YOGYAKARTA – Hari Raya Natal semakin dekat, dan kegembiraan perayaan telah terasa sejak awal bulan Desember. Momen ini tidak hanya istimewa bagi umat Kristiani, tetapi juga menjadi kesempatan bagi semua elemen masyarakat Indonesia untuk merayakan keberagaman dan memperkuat semangat toleransi antaragama.
Akademisi dari Sekolah Tinggi Agama Kristen (STAK) Marturia Yogyakarta, Pdt. Risang Anggoro Elliarso, menjelaska Natal adalah momen penting untuk menyambut kelahiran Kristus, Sang Raja Damai.
Dalam pandangannya, perayaan Natal tidak hanya sekadar tradisi, tetapi juga merupakan waktu untuk merenungkan pentingnya perdamaian, keadilan, dan integritas seluruh ciptaan.
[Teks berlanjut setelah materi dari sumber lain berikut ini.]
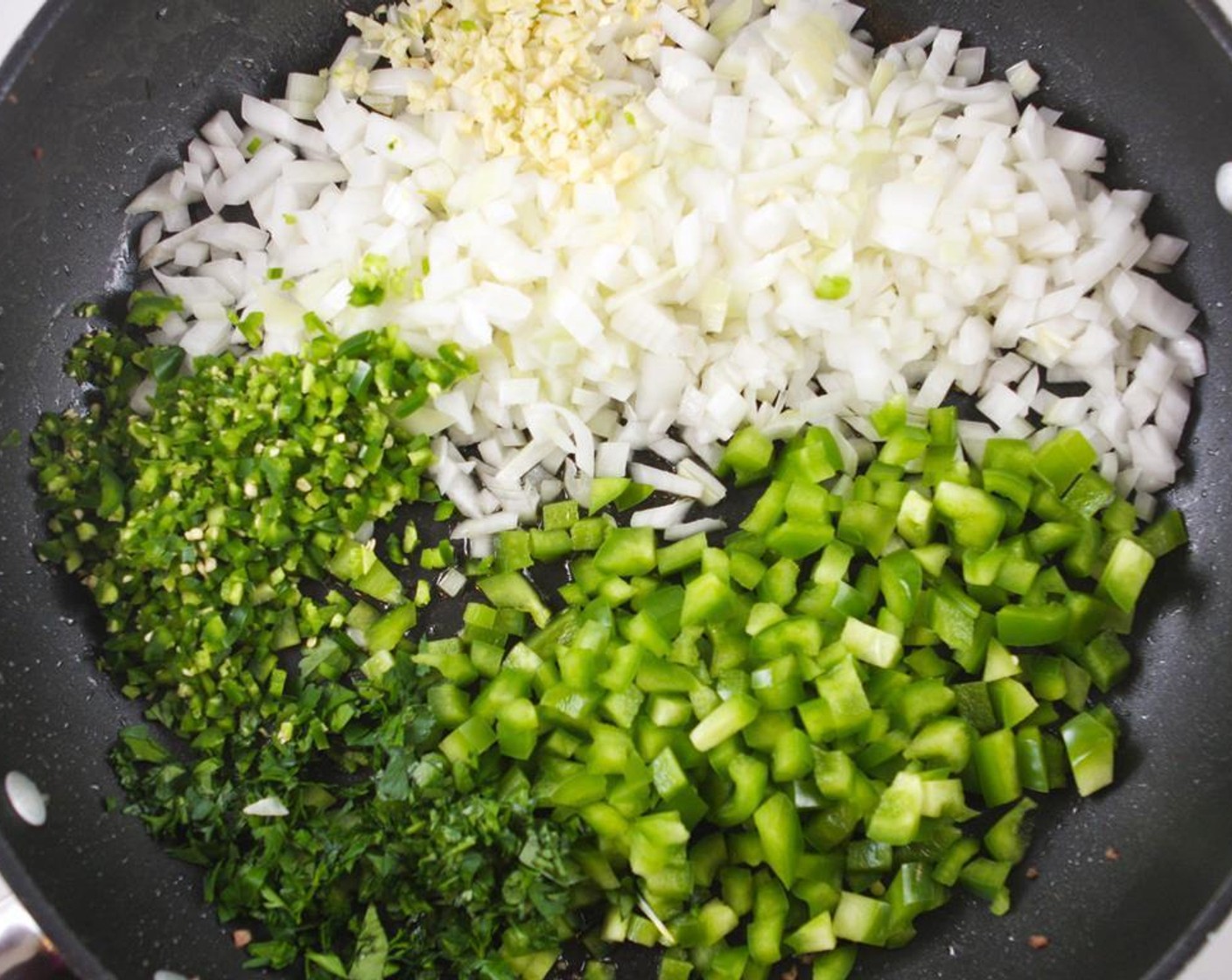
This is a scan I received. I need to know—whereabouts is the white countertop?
[0,0,1232,980]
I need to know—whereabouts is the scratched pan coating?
[0,0,1232,980]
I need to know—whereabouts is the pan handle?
[0,880,73,980]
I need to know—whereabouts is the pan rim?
[0,0,1232,980]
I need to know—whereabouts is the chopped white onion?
[244,796,290,817]
[130,0,1202,520]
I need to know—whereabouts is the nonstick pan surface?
[0,0,1232,980]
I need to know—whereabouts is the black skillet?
[0,0,1232,980]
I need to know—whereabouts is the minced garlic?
[347,0,706,183]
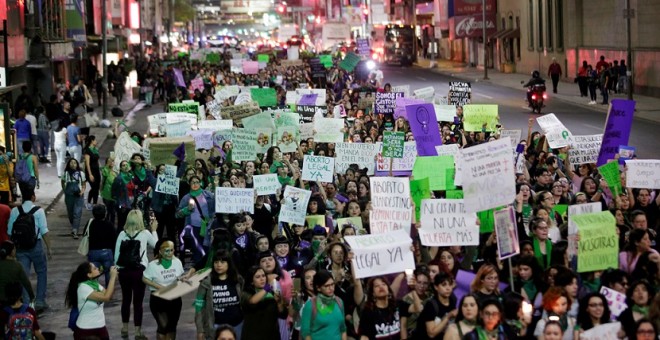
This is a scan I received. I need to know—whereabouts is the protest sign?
[276,126,300,153]
[419,199,479,247]
[580,321,621,340]
[339,52,360,72]
[461,138,516,212]
[252,174,282,196]
[154,174,180,196]
[598,161,623,197]
[406,104,442,156]
[220,102,261,124]
[376,142,417,176]
[114,131,147,173]
[314,118,344,143]
[410,178,431,221]
[433,104,456,122]
[626,159,660,189]
[413,156,454,190]
[187,130,213,150]
[572,211,619,273]
[215,187,254,214]
[374,92,403,115]
[536,113,572,149]
[369,177,412,234]
[197,119,233,131]
[447,81,472,106]
[280,185,312,225]
[346,230,415,279]
[500,130,522,148]
[250,87,277,106]
[335,143,379,175]
[302,155,335,183]
[600,286,628,317]
[243,60,259,74]
[231,128,257,162]
[382,131,406,158]
[596,99,636,166]
[493,206,520,260]
[463,104,500,132]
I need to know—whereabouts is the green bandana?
[532,236,552,270]
[160,259,172,269]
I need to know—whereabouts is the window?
[527,0,534,50]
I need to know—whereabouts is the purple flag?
[406,103,442,156]
[174,68,186,87]
[394,97,424,119]
[596,99,635,166]
[298,93,318,106]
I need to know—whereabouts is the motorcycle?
[521,82,548,114]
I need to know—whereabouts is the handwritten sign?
[252,174,282,196]
[626,159,660,189]
[280,185,312,225]
[382,131,406,158]
[419,199,479,247]
[572,211,619,273]
[335,143,379,175]
[369,177,412,234]
[302,155,335,183]
[346,230,415,279]
[568,135,603,165]
[231,128,257,162]
[461,138,516,212]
“Perdamaian bukan hanya berarti tidak adanya konflik, tetapi juga meliputi keadilan dan kesejahteraan bagi semua makhluk. Setiap individu harus berkontribusi untuk mewujudkan hal ini,” ujarnya di Yogyakarta, Selasa (24/12/2024).
Ia mengusulkan, satu langkah konkret untuk mengurangi intoleransi adalah melalui peningkatan interaksi antarumat beragama.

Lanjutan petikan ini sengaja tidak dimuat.